LeetCode 137: Single Number 2

public class SingleNumberII137 {
    /*
    problem: Given an array of integers, every element appears three
    times except for one, which appears exactly once. Find that single one.

    Solution: The usual bit manipulation code is bit hard to get and replicate.
    I like to think about the number in 32 bits and just count how many 1s are there
    in each bit, and sum %= 3 will clear it once it reaches 3. After running for all
     the numbers for each bit, if we have a 1, then that 1 belongs to the single number,
     we can simply move it back to its spot by doing ans |= sum << i;

   This has complexity of O(32n), which is essentially O(n) and very easy to think and
   implement. Plus, you get a general solution for any times of occurrence.
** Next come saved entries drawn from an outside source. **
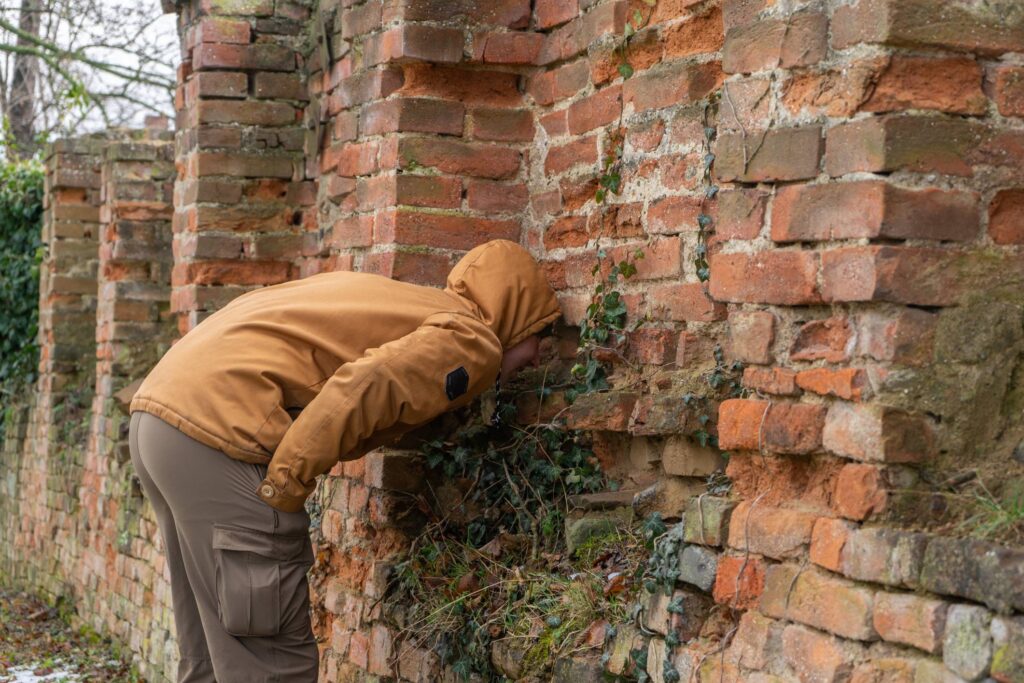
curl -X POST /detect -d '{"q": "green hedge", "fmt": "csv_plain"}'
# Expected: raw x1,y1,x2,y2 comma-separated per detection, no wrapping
0,161,44,401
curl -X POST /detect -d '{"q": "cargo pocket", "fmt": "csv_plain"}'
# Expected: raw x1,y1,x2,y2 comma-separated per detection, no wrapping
212,523,311,637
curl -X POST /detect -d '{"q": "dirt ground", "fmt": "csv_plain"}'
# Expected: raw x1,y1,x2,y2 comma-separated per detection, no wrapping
0,589,137,683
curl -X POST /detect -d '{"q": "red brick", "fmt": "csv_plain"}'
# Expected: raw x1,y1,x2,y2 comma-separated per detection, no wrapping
723,13,828,74
831,0,1024,55
624,61,724,112
565,391,638,431
717,189,767,240
399,138,521,179
194,151,294,178
727,310,775,364
796,368,869,401
647,283,726,322
544,135,598,175
466,180,528,212
762,402,826,455
855,309,936,367
627,328,679,365
790,317,852,363
539,110,567,136
784,569,877,641
825,116,986,178
330,214,373,248
192,43,295,72
589,27,661,86
988,189,1024,245
863,56,987,115
175,260,291,286
646,195,702,234
253,72,307,100
396,0,530,28
718,398,768,451
544,215,589,249
709,250,820,305
196,99,296,126
194,72,248,99
820,246,961,307
626,118,665,153
376,209,519,251
823,403,935,464
781,63,881,118
341,0,382,39
480,31,544,64
873,593,948,654
359,98,465,136
194,17,251,43
728,502,816,559
363,25,464,66
335,141,381,177
713,554,766,610
833,463,888,521
771,182,980,243
782,624,861,683
663,5,725,58
367,623,394,676
398,64,521,107
330,68,404,112
586,202,644,239
362,249,452,286
715,126,823,182
395,175,462,209
470,108,534,142
809,517,856,572
742,367,798,396
567,85,622,135
992,66,1024,117
534,0,577,28
848,659,917,683
349,630,369,668
527,60,590,107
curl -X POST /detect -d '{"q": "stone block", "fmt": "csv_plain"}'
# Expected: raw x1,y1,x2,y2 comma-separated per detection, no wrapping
679,544,718,592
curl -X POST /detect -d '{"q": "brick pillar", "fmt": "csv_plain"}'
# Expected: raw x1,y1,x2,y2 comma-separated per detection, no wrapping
172,0,316,333
72,126,178,681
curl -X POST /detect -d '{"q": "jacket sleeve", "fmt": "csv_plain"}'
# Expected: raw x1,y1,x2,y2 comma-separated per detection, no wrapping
256,312,502,512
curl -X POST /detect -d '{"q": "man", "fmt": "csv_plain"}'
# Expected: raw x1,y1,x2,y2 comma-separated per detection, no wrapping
128,240,561,682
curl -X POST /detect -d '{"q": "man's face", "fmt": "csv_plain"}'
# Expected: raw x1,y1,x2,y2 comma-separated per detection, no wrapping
500,335,540,382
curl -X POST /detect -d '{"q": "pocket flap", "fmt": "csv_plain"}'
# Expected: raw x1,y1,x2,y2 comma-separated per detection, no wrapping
212,523,308,561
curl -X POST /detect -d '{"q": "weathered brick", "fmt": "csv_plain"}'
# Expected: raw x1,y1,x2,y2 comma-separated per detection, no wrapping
662,436,722,478
728,611,782,671
544,135,598,175
359,98,465,136
479,31,544,64
823,403,936,464
943,604,993,681
727,311,775,365
992,65,1024,117
785,568,877,641
791,317,852,363
782,624,861,683
363,25,464,66
465,180,527,213
395,175,462,209
920,537,1024,615
863,56,987,115
832,0,1024,56
399,138,521,179
723,12,828,74
193,72,248,98
713,554,765,609
663,5,725,58
565,391,638,431
646,195,702,234
809,517,855,573
623,61,724,113
710,251,820,305
567,85,621,135
820,246,963,307
825,116,988,178
647,283,725,322
534,0,577,28
253,72,308,100
771,182,980,243
377,209,519,250
341,0,382,39
874,592,948,654
833,463,888,521
988,189,1024,245
717,188,767,240
470,108,534,142
679,544,719,591
992,617,1024,682
193,43,295,71
841,527,928,589
715,126,823,182
728,502,816,559
796,368,869,401
527,60,590,107
683,496,735,546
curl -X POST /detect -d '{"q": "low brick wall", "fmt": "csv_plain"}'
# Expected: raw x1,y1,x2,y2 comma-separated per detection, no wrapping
2,0,1024,681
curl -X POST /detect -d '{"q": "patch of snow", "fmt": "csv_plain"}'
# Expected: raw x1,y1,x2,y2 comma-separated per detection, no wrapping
1,662,82,683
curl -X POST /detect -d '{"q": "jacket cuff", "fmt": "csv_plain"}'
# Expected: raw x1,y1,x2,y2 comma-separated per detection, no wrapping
256,479,308,513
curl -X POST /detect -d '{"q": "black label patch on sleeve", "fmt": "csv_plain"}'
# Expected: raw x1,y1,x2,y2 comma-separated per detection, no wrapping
445,366,470,401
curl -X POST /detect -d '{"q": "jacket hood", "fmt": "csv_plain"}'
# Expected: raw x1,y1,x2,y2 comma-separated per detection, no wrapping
445,240,561,350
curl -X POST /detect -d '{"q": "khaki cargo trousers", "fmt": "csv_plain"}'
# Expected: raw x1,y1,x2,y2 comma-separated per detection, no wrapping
129,411,319,682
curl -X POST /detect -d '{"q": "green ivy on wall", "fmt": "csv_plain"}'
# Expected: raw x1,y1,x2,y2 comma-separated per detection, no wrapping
0,160,44,406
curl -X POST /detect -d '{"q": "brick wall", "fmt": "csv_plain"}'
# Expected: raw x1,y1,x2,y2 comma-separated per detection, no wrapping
2,0,1023,681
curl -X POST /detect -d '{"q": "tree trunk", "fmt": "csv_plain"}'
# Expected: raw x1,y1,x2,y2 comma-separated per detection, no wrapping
7,0,41,160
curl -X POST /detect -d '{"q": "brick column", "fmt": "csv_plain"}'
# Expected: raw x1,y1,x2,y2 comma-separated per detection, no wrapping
172,0,315,333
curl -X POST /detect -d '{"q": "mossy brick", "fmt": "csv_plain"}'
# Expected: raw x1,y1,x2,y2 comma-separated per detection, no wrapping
203,0,272,15
679,544,718,591
564,509,631,554
683,496,734,546
552,657,603,682
564,391,638,431
991,617,1024,682
840,527,927,589
943,604,992,681
605,623,643,676
921,537,1024,614
629,393,702,436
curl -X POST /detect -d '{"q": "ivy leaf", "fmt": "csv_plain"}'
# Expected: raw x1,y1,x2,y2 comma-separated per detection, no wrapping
617,62,634,79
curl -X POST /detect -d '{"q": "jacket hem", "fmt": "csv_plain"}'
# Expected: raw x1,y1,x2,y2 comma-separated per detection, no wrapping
129,397,272,465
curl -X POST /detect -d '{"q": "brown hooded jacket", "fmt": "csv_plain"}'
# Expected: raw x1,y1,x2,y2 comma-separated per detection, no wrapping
129,240,561,512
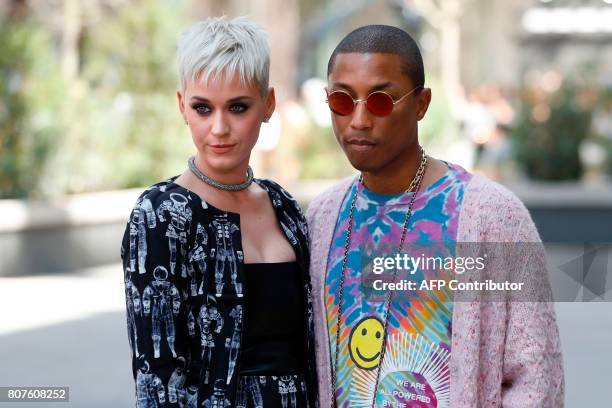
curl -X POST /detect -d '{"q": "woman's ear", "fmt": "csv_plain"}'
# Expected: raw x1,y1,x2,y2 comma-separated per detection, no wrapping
177,89,186,122
264,87,276,122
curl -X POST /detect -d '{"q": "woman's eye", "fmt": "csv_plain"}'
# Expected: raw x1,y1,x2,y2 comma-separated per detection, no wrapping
193,105,211,115
229,104,249,113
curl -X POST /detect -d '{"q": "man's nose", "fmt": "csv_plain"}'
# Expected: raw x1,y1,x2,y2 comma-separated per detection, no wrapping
349,100,373,130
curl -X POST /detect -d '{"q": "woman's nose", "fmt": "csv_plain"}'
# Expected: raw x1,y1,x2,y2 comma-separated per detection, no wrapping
211,112,230,137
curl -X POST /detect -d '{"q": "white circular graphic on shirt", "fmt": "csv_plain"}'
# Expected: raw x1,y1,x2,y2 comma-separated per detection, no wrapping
352,332,451,408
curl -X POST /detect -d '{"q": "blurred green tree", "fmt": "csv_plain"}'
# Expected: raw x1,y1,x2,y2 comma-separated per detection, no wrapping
0,15,65,199
512,84,594,181
52,0,190,193
0,0,191,198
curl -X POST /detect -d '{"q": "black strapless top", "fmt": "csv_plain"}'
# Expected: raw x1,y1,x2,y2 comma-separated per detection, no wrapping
238,261,306,375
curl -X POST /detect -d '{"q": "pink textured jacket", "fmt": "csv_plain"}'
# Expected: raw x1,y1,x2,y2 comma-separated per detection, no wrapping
306,173,564,407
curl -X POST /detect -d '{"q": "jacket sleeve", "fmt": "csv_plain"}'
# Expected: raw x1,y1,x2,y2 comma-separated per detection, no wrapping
305,193,323,248
121,193,191,407
500,202,564,407
305,203,316,248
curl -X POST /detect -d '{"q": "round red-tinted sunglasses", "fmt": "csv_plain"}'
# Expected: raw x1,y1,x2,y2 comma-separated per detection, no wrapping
326,85,422,117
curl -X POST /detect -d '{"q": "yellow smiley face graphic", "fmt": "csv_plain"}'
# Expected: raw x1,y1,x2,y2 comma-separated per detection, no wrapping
349,316,384,370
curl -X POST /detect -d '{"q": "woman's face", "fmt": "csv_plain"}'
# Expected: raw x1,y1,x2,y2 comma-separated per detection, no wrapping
177,73,275,177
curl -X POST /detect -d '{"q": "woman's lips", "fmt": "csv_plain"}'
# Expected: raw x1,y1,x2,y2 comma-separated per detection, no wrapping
209,144,236,154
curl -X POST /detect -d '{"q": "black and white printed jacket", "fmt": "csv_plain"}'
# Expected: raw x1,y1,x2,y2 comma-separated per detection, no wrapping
121,175,318,407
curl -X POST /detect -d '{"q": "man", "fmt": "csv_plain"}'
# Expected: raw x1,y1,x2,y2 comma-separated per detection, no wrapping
306,25,563,407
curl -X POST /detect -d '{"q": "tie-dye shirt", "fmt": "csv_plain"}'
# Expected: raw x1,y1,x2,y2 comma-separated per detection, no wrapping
325,162,472,408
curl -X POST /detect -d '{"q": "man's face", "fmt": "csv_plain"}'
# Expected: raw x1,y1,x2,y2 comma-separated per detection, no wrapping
327,53,431,174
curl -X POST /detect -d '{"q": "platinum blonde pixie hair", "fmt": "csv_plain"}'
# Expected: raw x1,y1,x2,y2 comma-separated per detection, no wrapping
177,16,270,97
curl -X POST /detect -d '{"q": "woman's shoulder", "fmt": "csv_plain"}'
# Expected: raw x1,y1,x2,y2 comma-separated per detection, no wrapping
256,177,291,195
131,176,207,212
256,178,298,203
255,178,305,216
133,177,174,201
125,177,209,244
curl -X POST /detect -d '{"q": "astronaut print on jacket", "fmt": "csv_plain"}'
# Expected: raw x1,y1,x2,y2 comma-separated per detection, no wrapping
122,176,318,407
235,375,310,408
128,197,156,275
143,266,181,359
210,214,243,298
136,359,166,407
156,193,192,277
199,304,223,385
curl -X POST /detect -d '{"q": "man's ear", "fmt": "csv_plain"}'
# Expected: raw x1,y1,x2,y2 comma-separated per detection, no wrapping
416,87,432,121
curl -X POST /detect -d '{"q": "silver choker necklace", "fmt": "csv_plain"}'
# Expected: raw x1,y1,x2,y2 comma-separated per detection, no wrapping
188,156,254,191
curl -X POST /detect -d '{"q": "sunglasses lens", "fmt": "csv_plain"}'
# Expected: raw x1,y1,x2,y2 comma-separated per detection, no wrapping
327,92,354,116
366,92,394,116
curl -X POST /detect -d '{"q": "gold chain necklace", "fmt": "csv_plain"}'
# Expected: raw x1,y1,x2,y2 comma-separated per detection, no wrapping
330,148,428,408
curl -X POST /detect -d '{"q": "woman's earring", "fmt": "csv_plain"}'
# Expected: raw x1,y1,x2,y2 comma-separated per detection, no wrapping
184,119,188,125
263,117,269,123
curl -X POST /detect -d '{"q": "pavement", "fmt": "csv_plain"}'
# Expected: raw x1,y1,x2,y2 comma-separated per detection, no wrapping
0,264,610,407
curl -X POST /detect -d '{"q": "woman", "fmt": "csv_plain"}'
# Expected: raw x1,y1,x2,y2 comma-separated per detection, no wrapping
121,16,318,407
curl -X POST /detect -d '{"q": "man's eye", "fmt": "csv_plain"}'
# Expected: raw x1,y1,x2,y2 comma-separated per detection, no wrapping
193,105,211,114
229,104,249,113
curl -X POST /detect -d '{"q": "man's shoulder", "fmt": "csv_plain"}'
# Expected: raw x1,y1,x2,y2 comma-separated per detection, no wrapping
465,173,528,215
462,173,537,241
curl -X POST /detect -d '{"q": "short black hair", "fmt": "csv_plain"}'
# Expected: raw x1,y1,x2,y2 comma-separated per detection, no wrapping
327,25,424,88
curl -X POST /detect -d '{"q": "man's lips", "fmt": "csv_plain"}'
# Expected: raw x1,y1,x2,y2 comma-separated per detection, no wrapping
345,138,376,151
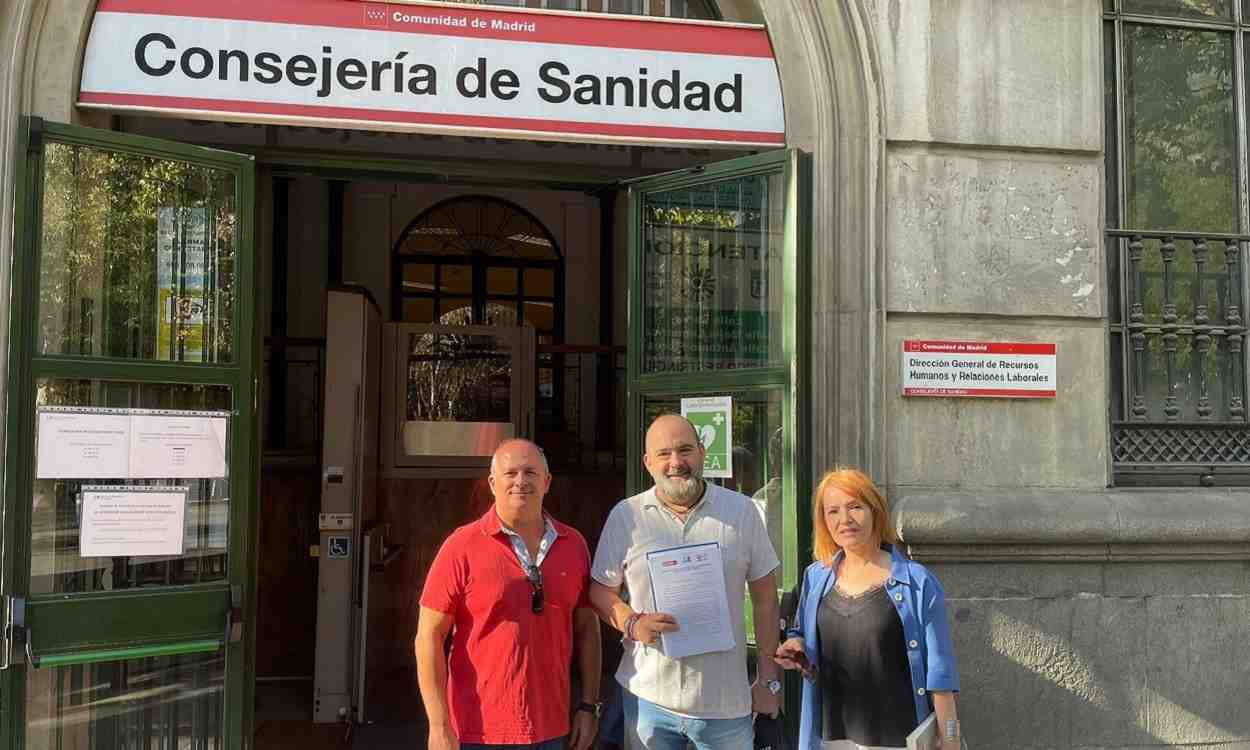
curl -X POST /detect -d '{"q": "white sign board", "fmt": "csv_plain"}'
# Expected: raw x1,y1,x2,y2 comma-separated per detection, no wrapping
680,396,733,479
80,486,188,557
78,0,785,148
37,407,229,479
130,412,229,479
36,409,132,479
901,340,1057,398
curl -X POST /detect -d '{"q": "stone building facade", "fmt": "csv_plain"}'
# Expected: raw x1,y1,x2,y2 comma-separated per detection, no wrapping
0,1,1247,749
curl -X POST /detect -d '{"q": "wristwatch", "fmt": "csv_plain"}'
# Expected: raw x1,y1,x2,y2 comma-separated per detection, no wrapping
576,701,604,719
764,679,782,695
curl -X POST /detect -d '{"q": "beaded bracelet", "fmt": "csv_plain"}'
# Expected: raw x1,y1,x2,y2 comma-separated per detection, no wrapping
622,612,641,643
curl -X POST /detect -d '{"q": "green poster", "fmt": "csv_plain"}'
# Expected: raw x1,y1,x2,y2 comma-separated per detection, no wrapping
681,395,733,479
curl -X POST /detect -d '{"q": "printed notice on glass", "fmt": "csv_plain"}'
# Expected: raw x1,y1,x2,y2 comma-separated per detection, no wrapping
901,340,1057,398
129,411,227,479
80,485,188,557
645,542,735,659
36,407,229,479
36,408,132,479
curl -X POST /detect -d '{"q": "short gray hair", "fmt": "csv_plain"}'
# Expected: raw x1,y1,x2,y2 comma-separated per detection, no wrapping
490,438,550,475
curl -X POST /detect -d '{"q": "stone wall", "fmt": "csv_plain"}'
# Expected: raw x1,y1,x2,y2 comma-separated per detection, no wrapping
898,492,1250,749
872,1,1250,747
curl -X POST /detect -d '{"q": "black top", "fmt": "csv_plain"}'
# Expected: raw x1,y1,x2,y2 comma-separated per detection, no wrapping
816,583,917,746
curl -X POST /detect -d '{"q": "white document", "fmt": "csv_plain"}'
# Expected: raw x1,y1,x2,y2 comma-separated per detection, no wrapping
129,411,228,479
907,714,939,750
79,486,188,557
645,542,735,659
37,408,132,479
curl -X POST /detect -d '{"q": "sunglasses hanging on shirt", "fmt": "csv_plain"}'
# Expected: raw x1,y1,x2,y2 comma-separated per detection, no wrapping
526,564,544,614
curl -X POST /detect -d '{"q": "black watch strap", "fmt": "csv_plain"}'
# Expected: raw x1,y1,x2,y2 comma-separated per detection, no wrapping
575,701,603,718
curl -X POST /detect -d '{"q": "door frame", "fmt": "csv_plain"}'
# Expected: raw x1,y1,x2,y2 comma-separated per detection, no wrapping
624,148,812,724
1,116,259,749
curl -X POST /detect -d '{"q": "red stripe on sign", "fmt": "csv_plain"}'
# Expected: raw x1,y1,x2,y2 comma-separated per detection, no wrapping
903,388,1057,398
903,340,1056,355
78,91,787,145
94,0,775,58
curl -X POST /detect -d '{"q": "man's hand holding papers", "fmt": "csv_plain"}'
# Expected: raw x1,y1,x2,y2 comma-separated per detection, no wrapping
631,612,680,646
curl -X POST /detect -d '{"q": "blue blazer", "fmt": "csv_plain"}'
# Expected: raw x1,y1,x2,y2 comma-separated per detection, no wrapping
786,545,960,750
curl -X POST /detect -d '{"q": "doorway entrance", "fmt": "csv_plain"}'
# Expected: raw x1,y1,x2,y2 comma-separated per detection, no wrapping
4,114,807,749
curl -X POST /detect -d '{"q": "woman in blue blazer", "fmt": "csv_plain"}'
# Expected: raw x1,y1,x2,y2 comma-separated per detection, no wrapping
775,468,962,750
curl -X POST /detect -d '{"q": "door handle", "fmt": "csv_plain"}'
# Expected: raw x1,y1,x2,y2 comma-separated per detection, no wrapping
1,595,26,670
226,583,244,644
25,639,223,669
9,587,240,669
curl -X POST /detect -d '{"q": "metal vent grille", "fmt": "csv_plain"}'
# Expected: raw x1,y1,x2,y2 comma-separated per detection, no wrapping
1113,423,1250,464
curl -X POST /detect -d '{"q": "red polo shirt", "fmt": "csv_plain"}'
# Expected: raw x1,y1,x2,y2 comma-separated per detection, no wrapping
420,509,591,744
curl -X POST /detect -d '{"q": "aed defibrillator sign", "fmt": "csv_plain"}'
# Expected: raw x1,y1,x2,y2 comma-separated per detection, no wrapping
78,0,785,148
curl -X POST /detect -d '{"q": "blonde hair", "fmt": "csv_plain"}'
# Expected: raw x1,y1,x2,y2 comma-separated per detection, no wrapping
811,468,898,565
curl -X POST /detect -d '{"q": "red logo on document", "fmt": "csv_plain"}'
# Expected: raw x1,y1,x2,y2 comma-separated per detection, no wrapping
662,560,678,567
363,3,389,27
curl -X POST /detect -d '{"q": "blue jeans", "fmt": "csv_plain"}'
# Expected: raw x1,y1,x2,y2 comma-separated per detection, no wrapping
621,692,753,750
461,738,565,750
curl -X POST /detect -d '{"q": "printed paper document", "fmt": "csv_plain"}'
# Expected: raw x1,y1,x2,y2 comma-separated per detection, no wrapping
36,409,131,479
80,486,188,557
645,542,735,659
36,407,228,479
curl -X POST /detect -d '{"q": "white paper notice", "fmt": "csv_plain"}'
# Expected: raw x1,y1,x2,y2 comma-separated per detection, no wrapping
36,407,229,479
129,412,228,479
37,408,132,479
80,486,188,557
645,542,735,659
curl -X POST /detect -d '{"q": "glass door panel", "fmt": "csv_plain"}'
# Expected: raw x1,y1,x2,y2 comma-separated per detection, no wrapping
37,142,238,363
4,118,256,750
641,172,786,373
25,651,224,750
627,149,809,729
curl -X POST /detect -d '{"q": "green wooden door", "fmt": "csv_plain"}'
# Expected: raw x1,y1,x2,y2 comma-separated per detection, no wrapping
626,148,811,722
1,118,258,749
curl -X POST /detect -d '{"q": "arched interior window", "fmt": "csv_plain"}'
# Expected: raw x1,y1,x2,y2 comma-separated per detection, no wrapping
393,195,566,435
392,195,564,345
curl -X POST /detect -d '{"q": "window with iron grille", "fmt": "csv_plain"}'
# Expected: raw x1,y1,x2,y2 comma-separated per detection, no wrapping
1105,0,1250,485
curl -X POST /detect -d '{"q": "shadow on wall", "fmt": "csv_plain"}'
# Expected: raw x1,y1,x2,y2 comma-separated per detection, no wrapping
942,566,1250,749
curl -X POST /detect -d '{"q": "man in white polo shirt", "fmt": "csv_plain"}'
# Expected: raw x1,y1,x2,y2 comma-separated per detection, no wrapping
589,414,781,750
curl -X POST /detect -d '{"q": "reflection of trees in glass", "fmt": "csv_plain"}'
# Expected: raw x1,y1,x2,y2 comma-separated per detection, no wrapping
643,177,779,373
1139,334,1234,420
1133,239,1230,323
1122,236,1243,420
1123,0,1230,21
38,143,235,362
406,304,514,422
1124,25,1235,232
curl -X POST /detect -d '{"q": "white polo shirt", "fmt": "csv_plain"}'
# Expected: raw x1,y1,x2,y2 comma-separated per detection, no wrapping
591,482,779,719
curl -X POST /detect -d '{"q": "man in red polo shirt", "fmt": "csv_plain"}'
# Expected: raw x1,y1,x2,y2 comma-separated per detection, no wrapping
417,439,602,750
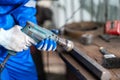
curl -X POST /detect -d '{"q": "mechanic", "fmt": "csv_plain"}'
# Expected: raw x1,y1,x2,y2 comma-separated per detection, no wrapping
0,0,57,80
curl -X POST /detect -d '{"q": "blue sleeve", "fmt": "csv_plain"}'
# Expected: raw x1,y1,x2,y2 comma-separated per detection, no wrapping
0,0,28,5
11,3,37,27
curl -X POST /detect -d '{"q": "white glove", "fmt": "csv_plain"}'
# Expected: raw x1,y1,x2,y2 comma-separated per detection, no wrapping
0,25,36,52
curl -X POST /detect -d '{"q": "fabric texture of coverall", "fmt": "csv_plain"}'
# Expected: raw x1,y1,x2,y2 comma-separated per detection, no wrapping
0,0,38,80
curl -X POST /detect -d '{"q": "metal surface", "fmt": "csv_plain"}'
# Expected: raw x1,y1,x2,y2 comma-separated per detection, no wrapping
99,47,120,69
60,47,112,80
23,21,74,51
102,58,120,69
58,52,87,80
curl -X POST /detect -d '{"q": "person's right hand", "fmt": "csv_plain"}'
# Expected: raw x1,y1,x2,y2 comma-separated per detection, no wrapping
0,25,36,52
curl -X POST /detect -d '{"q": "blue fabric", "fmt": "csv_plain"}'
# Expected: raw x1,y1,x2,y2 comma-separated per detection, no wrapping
1,68,10,80
0,15,15,30
0,0,28,15
0,0,38,80
0,0,28,5
12,6,37,27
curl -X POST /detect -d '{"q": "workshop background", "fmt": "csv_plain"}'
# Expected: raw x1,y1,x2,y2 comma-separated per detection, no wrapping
35,0,120,80
37,0,120,28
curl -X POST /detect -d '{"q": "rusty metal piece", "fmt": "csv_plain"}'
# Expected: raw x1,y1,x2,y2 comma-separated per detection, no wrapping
102,58,120,69
79,33,93,45
62,47,112,80
99,34,119,42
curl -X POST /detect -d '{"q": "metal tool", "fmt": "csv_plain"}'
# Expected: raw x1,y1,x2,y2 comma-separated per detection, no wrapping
99,34,118,42
99,47,120,69
79,33,93,45
22,21,74,51
0,21,74,72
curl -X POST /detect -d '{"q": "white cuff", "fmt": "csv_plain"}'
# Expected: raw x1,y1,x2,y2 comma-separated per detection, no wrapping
24,0,36,8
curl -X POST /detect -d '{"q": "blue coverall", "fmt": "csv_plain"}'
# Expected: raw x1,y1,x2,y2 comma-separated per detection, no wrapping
0,0,38,80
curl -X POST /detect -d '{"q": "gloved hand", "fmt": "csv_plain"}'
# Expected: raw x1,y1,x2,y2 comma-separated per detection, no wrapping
0,25,35,52
35,29,58,51
36,38,57,51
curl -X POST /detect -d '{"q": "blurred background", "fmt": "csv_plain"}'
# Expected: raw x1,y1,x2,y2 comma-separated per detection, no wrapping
37,0,120,28
34,0,120,80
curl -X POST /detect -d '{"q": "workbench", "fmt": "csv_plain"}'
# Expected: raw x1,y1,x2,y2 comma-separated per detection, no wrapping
57,26,120,80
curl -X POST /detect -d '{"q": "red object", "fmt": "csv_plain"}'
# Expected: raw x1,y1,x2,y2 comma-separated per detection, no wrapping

Say all the
   numbers have 5 times, just do sum %= 5.
     */
    public int singleNumber(int[] nums) {
        int ans = 0;
        for(int i = 0; i < 32; i++) {
            int sum = 0;
            for(int j = 0; j < nums.length; j++) {
                if(((nums[j] >> i) & 1) == 1) {
                    sum++;
                    sum %= 3;
                }
            }
            if(sum != 0) {
                ans |= sum << i;
            }
        }
        return ans;
    }
}